Ella controló el horror. Por supuesto, él tenía razón. Ella lo explicaría todo, haría un croquis de sus movimientos, demostraría que Laure no podía haber matado a Jacques.

– ¡Laure no dispararía contra su compañero después de que prácticamente todo el cuerpo de policía les había visto juntos en el café!

Morbier sacudió la ceniza, que se dispersó en el viento.

– Y vieron que discutían y que tú te metías -dijo.

Ella se había olvidado de la escena que habían montado en público.

– Tú puedes tocar teclas, Morbier -dijo ella-. Hazlo.

Por una vez, ella esperaba que la escuchara.

El flic la agarró del codo con mano de hierro.

– Lo siento, comisario; el furgón espera.

– ¡Vaya noche para que ocurra esto! -Morbier exhaló el aire con un sonido que ella reconoció como lo que era: resignación disfrazada de autoridad. Algo que él hacía perfectamente. De arriba les llegaban voces. En el tejado del edificio resplandecían focos.

Aimée vio a un hombre vestido con un abrigo de cuero negro, con una mochila a la espalda, de pie en un portal. Los estaba observando fijamente, escuchando, como midiendo la situación. ¿Podría haber sido testigo del tiroteo?

Un Renault Twingo abollado derrapó hasta pararse al lado del furgón del depósito de cadáveres. De él salieron varios hombres, con las cámaras en la mano o colgadas de correas cruzadas sobre el pecho.

– ¡Prensa! Perdone, comisario; allez-y, mademoiselle.
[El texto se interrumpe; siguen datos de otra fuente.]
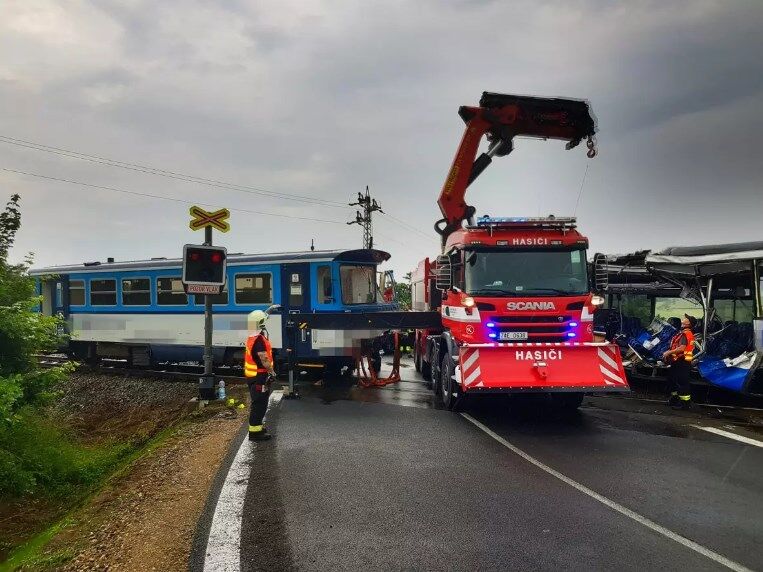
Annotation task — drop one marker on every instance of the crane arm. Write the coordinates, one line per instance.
(501, 118)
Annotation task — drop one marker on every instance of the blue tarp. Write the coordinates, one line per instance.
(728, 373)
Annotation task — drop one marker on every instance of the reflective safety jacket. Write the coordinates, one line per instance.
(678, 341)
(251, 368)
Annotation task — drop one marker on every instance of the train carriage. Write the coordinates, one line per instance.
(138, 310)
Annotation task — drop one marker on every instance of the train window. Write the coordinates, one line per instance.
(324, 286)
(103, 292)
(221, 298)
(136, 292)
(169, 292)
(77, 292)
(254, 289)
(358, 284)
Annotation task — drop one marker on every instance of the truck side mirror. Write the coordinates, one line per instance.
(600, 272)
(443, 276)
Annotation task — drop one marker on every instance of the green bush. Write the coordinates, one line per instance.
(35, 455)
(38, 457)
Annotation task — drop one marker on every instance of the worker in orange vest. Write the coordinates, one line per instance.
(259, 372)
(679, 357)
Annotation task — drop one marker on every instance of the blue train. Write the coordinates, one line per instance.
(138, 311)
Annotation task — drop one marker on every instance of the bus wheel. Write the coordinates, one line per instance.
(448, 386)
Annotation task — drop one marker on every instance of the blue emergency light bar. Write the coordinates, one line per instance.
(557, 222)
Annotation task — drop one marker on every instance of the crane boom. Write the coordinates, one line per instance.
(501, 118)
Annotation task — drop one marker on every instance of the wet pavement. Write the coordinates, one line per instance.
(384, 479)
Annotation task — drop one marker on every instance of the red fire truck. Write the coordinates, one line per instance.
(514, 294)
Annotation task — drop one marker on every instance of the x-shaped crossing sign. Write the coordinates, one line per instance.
(202, 219)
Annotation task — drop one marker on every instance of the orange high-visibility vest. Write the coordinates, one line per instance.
(688, 353)
(251, 368)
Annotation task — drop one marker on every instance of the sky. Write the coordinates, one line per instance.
(295, 106)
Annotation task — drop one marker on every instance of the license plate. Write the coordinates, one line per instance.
(513, 336)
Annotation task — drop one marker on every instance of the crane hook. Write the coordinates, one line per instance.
(591, 147)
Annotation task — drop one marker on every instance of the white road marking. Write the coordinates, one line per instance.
(690, 544)
(224, 543)
(730, 435)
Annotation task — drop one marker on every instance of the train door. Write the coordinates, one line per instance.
(295, 296)
(52, 292)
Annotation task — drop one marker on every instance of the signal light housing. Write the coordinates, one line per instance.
(204, 265)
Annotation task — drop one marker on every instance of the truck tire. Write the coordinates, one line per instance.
(449, 391)
(426, 371)
(566, 402)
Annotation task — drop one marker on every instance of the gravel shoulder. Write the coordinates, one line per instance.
(146, 518)
(143, 516)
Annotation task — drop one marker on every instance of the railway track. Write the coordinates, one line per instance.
(173, 372)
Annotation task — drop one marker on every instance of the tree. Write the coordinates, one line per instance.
(403, 292)
(24, 332)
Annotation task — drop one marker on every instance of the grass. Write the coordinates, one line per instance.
(97, 474)
(39, 458)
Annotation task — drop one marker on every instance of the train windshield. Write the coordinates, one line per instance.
(358, 284)
(525, 273)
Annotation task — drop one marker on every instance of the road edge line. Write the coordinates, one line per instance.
(198, 558)
(730, 435)
(690, 544)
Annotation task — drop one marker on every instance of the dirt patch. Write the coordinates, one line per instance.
(99, 409)
(99, 406)
(146, 518)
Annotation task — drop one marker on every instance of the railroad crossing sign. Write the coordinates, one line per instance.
(203, 219)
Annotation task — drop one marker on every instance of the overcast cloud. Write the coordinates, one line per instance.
(322, 98)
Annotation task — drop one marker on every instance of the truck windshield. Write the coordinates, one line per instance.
(358, 284)
(525, 273)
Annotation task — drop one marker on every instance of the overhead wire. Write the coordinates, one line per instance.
(189, 179)
(163, 198)
(166, 173)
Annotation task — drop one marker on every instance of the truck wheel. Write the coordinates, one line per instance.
(566, 402)
(448, 386)
(426, 370)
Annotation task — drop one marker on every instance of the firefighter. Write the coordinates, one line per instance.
(259, 373)
(679, 357)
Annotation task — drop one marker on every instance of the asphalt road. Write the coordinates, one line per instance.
(383, 480)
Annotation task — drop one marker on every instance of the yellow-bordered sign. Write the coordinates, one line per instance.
(202, 219)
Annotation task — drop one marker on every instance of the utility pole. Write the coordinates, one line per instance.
(369, 206)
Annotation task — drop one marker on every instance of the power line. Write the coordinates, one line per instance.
(165, 173)
(408, 226)
(187, 178)
(173, 199)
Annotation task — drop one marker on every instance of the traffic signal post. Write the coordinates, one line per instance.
(207, 381)
(204, 270)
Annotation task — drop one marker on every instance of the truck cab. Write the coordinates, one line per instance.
(517, 311)
(517, 280)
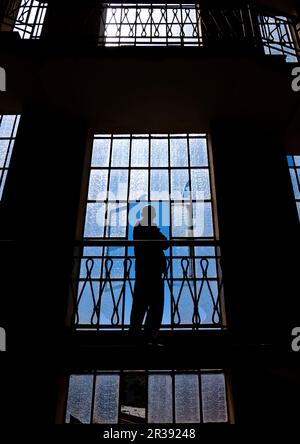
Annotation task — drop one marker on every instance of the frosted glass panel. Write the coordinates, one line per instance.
(4, 144)
(178, 152)
(202, 219)
(159, 153)
(181, 220)
(140, 153)
(187, 406)
(200, 184)
(3, 175)
(159, 185)
(79, 399)
(198, 152)
(160, 399)
(100, 157)
(98, 185)
(214, 398)
(120, 153)
(138, 184)
(180, 184)
(6, 126)
(106, 399)
(116, 220)
(95, 220)
(295, 184)
(118, 185)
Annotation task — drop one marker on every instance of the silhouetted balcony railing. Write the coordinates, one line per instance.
(103, 285)
(193, 24)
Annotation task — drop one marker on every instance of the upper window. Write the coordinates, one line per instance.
(277, 36)
(8, 130)
(30, 19)
(167, 170)
(294, 167)
(150, 24)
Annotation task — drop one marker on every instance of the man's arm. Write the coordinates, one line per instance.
(161, 237)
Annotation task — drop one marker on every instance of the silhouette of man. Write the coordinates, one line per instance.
(150, 265)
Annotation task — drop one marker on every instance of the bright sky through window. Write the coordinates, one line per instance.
(155, 24)
(30, 19)
(173, 173)
(8, 130)
(277, 37)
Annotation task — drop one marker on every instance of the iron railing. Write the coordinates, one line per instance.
(103, 285)
(182, 24)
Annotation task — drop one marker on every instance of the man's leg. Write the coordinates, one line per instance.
(139, 307)
(156, 309)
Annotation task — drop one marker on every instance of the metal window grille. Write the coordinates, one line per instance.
(279, 36)
(30, 16)
(173, 174)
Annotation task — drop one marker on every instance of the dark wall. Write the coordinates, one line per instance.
(259, 229)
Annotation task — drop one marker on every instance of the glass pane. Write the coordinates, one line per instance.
(86, 305)
(180, 184)
(186, 302)
(202, 220)
(159, 185)
(140, 153)
(116, 220)
(187, 404)
(159, 152)
(214, 398)
(178, 152)
(160, 399)
(200, 184)
(181, 220)
(101, 148)
(98, 185)
(4, 144)
(6, 126)
(3, 175)
(108, 314)
(95, 220)
(295, 184)
(118, 185)
(120, 153)
(133, 398)
(106, 399)
(198, 152)
(138, 184)
(79, 399)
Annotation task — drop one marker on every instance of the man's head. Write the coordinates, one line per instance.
(148, 215)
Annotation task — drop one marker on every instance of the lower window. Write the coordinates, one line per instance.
(148, 396)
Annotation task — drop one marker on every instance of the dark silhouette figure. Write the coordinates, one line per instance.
(150, 266)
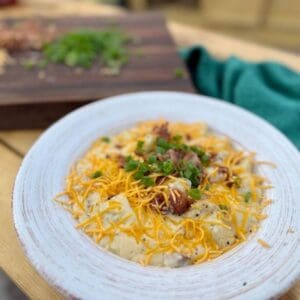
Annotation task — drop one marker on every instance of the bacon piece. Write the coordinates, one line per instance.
(158, 204)
(162, 131)
(121, 160)
(179, 202)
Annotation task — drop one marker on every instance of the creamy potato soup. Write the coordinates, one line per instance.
(166, 194)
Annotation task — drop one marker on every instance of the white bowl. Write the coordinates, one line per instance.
(77, 267)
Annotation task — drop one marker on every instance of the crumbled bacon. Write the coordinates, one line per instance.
(179, 202)
(160, 180)
(158, 204)
(121, 160)
(162, 131)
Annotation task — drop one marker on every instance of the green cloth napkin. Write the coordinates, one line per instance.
(268, 89)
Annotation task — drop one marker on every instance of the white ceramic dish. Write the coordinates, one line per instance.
(72, 263)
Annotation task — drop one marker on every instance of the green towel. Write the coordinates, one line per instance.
(268, 89)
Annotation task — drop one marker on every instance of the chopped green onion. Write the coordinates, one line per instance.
(168, 167)
(152, 159)
(223, 207)
(205, 160)
(160, 150)
(147, 181)
(160, 142)
(139, 148)
(195, 194)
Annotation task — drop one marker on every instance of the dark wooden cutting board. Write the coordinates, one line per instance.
(29, 100)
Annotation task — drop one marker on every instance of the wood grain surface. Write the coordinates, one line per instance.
(28, 100)
(19, 141)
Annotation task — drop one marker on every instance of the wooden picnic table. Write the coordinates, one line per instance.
(15, 144)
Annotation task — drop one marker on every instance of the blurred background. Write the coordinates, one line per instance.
(271, 22)
(274, 23)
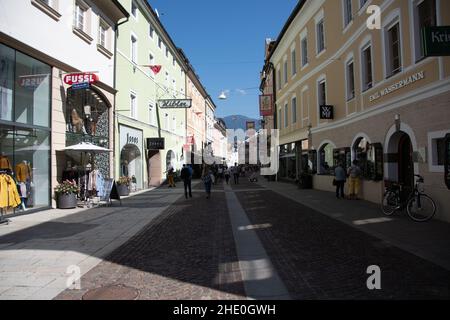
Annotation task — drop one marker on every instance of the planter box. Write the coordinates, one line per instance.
(123, 190)
(66, 201)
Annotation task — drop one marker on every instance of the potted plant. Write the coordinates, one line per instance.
(66, 195)
(123, 186)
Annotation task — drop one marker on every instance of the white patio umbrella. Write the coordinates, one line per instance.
(85, 147)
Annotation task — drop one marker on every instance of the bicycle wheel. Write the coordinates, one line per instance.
(421, 207)
(389, 203)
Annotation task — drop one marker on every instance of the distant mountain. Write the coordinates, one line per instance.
(239, 122)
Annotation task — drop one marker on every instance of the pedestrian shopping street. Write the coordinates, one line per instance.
(249, 241)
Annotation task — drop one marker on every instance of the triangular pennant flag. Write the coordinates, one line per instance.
(156, 69)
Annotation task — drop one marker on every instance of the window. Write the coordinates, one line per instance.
(394, 62)
(134, 49)
(285, 72)
(151, 31)
(134, 9)
(304, 45)
(424, 16)
(350, 80)
(320, 36)
(286, 122)
(294, 62)
(133, 106)
(348, 15)
(367, 73)
(294, 110)
(321, 93)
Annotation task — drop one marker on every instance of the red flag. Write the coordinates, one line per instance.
(156, 69)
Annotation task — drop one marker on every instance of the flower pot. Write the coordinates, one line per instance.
(123, 190)
(67, 201)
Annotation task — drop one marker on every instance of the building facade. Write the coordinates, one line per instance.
(346, 92)
(149, 69)
(43, 106)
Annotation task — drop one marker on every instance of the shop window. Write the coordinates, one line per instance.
(326, 159)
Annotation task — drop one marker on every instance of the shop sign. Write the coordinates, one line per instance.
(398, 85)
(175, 103)
(447, 160)
(326, 112)
(32, 81)
(76, 78)
(155, 144)
(266, 105)
(436, 41)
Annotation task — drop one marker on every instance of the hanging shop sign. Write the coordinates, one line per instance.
(266, 105)
(32, 81)
(436, 41)
(77, 78)
(447, 160)
(250, 125)
(326, 112)
(130, 136)
(398, 85)
(155, 144)
(175, 103)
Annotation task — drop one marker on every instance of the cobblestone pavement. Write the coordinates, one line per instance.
(187, 252)
(318, 257)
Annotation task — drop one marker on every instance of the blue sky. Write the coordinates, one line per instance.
(224, 40)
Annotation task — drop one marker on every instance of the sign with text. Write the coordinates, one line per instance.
(266, 105)
(175, 103)
(436, 41)
(76, 78)
(326, 112)
(155, 144)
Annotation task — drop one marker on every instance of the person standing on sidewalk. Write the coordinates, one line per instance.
(186, 176)
(354, 173)
(207, 180)
(227, 174)
(236, 172)
(340, 179)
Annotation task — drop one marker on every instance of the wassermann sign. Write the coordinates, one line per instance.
(175, 103)
(436, 41)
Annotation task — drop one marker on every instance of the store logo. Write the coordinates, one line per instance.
(374, 20)
(374, 281)
(73, 281)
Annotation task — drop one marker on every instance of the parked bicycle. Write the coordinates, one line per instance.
(419, 206)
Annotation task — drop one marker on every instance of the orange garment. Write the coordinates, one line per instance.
(9, 196)
(4, 163)
(23, 172)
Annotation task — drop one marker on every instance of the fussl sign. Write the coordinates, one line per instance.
(76, 78)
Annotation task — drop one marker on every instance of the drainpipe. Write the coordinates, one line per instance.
(114, 85)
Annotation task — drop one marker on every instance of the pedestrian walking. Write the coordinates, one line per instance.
(186, 176)
(354, 173)
(227, 174)
(207, 180)
(339, 180)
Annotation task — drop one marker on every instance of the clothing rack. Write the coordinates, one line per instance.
(3, 220)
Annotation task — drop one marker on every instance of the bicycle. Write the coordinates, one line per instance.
(419, 206)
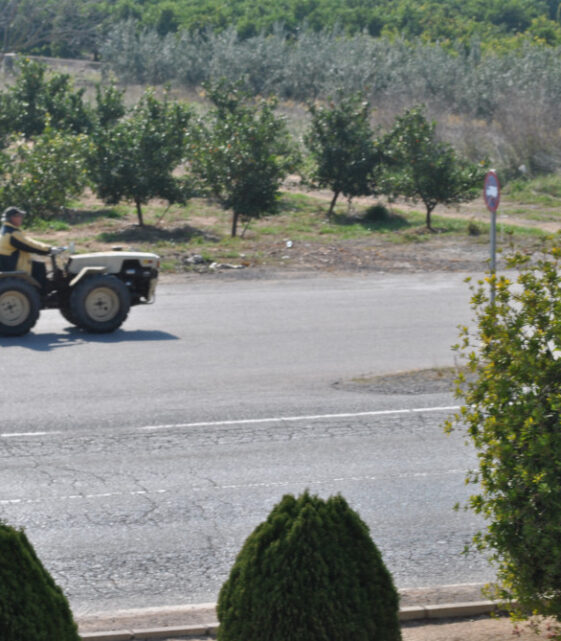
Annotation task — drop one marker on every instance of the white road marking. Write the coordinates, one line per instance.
(20, 434)
(309, 482)
(257, 421)
(310, 417)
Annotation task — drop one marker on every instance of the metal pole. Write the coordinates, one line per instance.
(493, 253)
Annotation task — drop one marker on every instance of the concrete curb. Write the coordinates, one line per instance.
(411, 613)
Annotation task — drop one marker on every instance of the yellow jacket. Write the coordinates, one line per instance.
(16, 249)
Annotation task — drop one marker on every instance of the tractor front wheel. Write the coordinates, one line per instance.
(19, 306)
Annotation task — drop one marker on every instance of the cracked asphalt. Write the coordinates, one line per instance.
(138, 463)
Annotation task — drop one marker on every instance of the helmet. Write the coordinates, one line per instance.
(11, 211)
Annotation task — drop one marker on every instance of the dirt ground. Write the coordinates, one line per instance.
(476, 628)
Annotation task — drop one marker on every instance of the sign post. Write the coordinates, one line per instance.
(492, 197)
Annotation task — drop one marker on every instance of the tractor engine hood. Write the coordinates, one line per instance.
(113, 261)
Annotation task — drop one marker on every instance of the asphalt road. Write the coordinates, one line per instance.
(139, 462)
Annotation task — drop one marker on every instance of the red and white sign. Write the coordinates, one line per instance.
(492, 191)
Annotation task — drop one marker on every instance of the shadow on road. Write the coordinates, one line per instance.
(74, 336)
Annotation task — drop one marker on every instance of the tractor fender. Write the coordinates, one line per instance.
(23, 275)
(87, 271)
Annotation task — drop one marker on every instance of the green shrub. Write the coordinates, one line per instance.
(32, 606)
(310, 572)
(512, 415)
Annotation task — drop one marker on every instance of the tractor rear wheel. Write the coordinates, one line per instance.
(100, 304)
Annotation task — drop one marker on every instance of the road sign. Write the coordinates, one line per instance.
(492, 191)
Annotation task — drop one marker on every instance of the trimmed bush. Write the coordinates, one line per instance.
(32, 606)
(310, 572)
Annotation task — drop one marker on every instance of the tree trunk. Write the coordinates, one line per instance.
(429, 223)
(139, 213)
(333, 201)
(235, 217)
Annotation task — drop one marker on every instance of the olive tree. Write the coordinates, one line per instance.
(342, 149)
(512, 413)
(420, 167)
(134, 159)
(242, 154)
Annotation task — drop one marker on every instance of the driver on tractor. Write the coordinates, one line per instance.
(16, 248)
El flic despachó a Aimée antes de que ella pudiera señalar el posible testigo a Morbier. La empujó dentro del furgón policial y esposó sus muñecas a la barra trasera como si fuera una criminal. Ella se deslizó hasta el suelo, al que habían echado sal para disminuir la tracción del prisionero si este pretendía fugarse. Podía sentir cada adoquín mientras la espalda le rebotaba contra el duro asiento y el furgón, con su estridente sirena, se internaba en la noche.